4. Geometric and Modern Designs
Not to sound biased, but modern swimming pool designs are our favorite at AVEA. They have a clean, no-frills aesthetic that still rings as very high-class. They make perfect sense for those who want the flair of a vanishing edge without the actual item. Modern pool designs bring an air of formality and contemporary design, which can turn any quaint little backyard into an upscale retreat.
These angular swimming pools make sense for most new homes, as many are either transitional (i.e. somewhere in between traditional and modern) or contemporary in design. Because the pool design should reflect that of the home, such pools are often custom designed by an architect. In fact, this is our exact approach here at AVEA.

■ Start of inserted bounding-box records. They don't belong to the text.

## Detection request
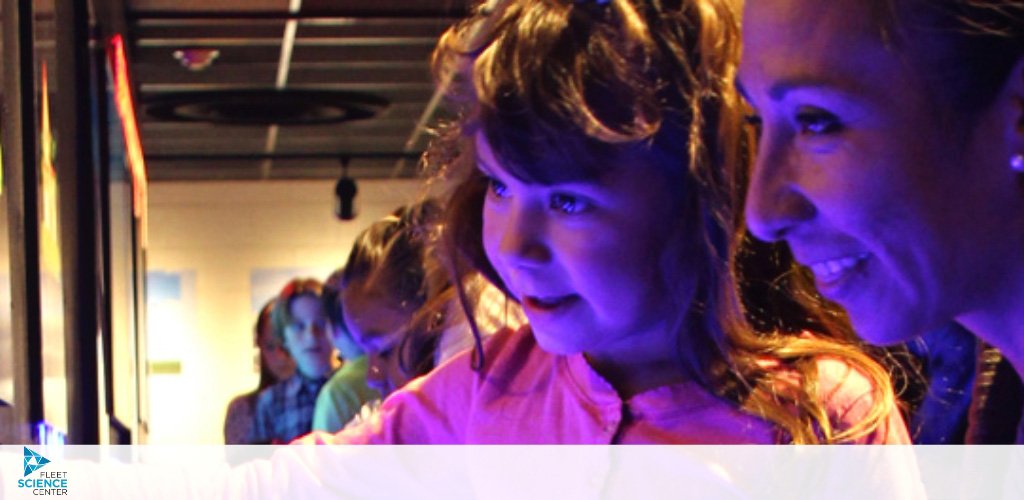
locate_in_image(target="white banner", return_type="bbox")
[0,446,1024,500]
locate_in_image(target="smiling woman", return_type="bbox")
[738,0,1024,442]
[288,0,907,444]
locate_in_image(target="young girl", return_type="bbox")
[307,0,908,444]
[248,279,335,444]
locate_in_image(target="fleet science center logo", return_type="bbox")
[17,447,68,496]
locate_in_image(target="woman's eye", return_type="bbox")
[551,194,590,214]
[484,177,509,198]
[743,114,764,140]
[797,110,843,135]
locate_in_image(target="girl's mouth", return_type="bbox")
[522,294,580,313]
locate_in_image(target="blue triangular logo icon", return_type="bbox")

5. Infinity Pools and Vanishing Edges
An infinity pool is the ultimate statement piece for any outdoor living area. This type of pool feature creates an optical illusion that makes it seem like your pool has no boundary to it. And when the pool looks out onto a lake or another body of water, the view is simply mesmerizing.
The trick behind this seemingly magical design is the overflow basin lying just below the vanishing edge. In some pools, the water will simply spill over into a catchment basin at the base of the vanishing edge with nothing more. However, many of our clients want the edge to double as a water feature on the other side so it looks good from any point in the backyard.

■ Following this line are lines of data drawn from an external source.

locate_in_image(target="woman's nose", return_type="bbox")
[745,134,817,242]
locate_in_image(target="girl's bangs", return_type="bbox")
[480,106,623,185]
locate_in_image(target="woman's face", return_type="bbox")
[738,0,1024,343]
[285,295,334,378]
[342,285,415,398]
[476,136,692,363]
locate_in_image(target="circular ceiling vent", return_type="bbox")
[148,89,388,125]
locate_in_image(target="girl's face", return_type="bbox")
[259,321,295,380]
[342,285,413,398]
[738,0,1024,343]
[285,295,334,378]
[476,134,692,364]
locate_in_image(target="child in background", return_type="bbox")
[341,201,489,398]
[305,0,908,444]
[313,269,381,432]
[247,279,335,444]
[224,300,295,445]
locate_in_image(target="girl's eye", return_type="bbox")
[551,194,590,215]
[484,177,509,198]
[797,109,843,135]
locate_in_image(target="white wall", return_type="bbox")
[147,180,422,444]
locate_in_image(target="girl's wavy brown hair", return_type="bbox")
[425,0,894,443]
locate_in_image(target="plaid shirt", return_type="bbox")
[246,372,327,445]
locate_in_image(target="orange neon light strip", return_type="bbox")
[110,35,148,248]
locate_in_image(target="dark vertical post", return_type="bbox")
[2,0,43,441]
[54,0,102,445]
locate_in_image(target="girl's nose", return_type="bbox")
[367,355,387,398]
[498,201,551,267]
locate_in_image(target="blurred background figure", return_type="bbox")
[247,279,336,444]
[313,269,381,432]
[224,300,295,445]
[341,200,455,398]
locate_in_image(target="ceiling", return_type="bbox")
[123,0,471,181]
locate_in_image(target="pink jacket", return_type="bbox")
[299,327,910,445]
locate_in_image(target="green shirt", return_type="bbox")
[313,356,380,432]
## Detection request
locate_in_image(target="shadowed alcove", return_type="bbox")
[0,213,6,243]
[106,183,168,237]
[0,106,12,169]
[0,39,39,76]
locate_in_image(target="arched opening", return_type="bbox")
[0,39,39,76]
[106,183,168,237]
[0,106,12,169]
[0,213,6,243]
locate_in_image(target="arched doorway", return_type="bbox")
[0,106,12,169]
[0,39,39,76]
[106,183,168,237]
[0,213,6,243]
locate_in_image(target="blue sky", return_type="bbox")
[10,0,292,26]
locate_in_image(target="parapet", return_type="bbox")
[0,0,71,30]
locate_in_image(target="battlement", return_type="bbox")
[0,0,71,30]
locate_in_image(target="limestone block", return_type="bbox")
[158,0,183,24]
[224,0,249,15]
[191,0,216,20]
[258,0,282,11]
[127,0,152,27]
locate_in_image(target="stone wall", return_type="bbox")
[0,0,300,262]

The infinity pool design does add a degree of difficulty, but for most pool owners, the coolness factor alone is worth the extra investment.
6. Knife Edges
We talked about the vanishing edge earlier, but the knife edge can give your brain a serious trip. It’s essentially an infinity edge — but for all sides of the pool. The result is a pool with no visible edge. In most situations, the pool is level to the surrounding stone, giving it a glassy, mirror-like finish that resembles clear ice. Other times, it can be above ground with no surrounding material.
The knife-edge pool is also referred to as a perimeter-overflow pool. Below the regular pool is a catch basin that recirculates the water that overflows from the edges back into the pool. Essentially, it’s a pool within a pool, making it one of the most complicated pool designs today.
You’ve never seen a pool like this before — but when you do, you’ll want one for your home.
7. Raised Spas
The majority of the time, our customers never want just a pool. The raised spa is a perfect design element, as it gives any pool more depth of height and adds interest to the eye. These spas are often paired with the tanning ledge, creating three different ways you can enjoy your backyard pool area.
We love elevating the look of a raised spa with an additional water feature wherein the spa spills over into the larger pool. You can also jazz up your jacuzzi by adding colorful tiles and even fire, which we’ve saved for last.
8. Fire Elements
As the opposite of water, fire provides contrast to the coolness of the blue water, as well as a dash of flare and excitement.
There are many ways you can add a fire element to your pool, the most common being a fire bowl. This feature comes in many ornate designs including square, round and flush in the ground. Many people install their fire element on the surrounding deck area, but you can also add it within and/or under a water feature such as a waterfall or fountain.
It’s basically a gas fireplace, so you would need to install a gas connection with your pool. A fuel line is placed underground to provide propane to the burner inside the water feature.
This design element is just plain fun. AVEA’s owner loves this option so much, he even has it in his own pool — tucked underneath a waterfall, that is.
Whichever design element you choose to include in your pool, remember that it should make sense with your home and your outdoor living area. If it looks wrong, then it probably is.
Because when you take the time to think through every element of your pool — the overall design, the water features, the landscaping and more — you’ll have a masterful showpiece to enjoy for many, many years.